How do we know that in fact AI wouldn't have higher knowledge on morality and in the end be the perfect judge - above good and evil?
thats the thing, it would be ultimately rational, disconnected from human concepts such as morality and justice.
all decision making would simply turn into a mathematical formula that wouldnt take the worth of a human life as perceived by humans into account.
An ultimately rational being would not do anything. It would not be good or evil, it would just be. It couldn't even be classified as a being. It would be on the same level as a CPU in your computer right now. Everything living things do is guided by instincts and emotions that are ultimately irrational (e.g. there is no ultimate point to it other than survival/reproduction as a purpose of its own, but survival/reproduction itself has no point or logical reason (i.e. meaning of life)). So technically there is no such thing as an ultimately rational "being". There is an ultimately rational machine, and we already have those.
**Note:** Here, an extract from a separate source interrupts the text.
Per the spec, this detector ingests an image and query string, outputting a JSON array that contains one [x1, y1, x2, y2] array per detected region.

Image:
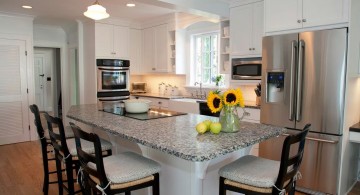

The neural network they describe is no different. It cannot learn to be good or evil, in fact it cannot and will never be able to do anything on its own without exact tasks from people or some external system (even if they increase the size of it drastically).
In short, it will never do anything unless we tell it to. If we decide to hook up some kind of reward/punishment system similar to our emotions (and instincts) it could start to do things "on its own", and be good or evil. It would still be guided by that external system which is just following a set of rules, but that is no different how our brains work. If you make it complex enough it would get called consciousness, but in fact it would just be a complex system of actions/reactions that guide it (as is the same with humans). These interactions are way to complex to human brain to intuitively understand therefore people often think of consciousness as something higher or even spiritual.
So whether it would be good or evil, and whether it would take a value of human life into account is not something you can generalize. There would not be some ultimate goal an AI would strive for. It would be defined by the humans that made it. If they made the control system (emotions/instincts) complex enough not even them might know how would it act, but it would still be defined by them.
Just my theory, not facts, I think about stuff like this a lot. Although I did program a few simple self learning neural networks myself.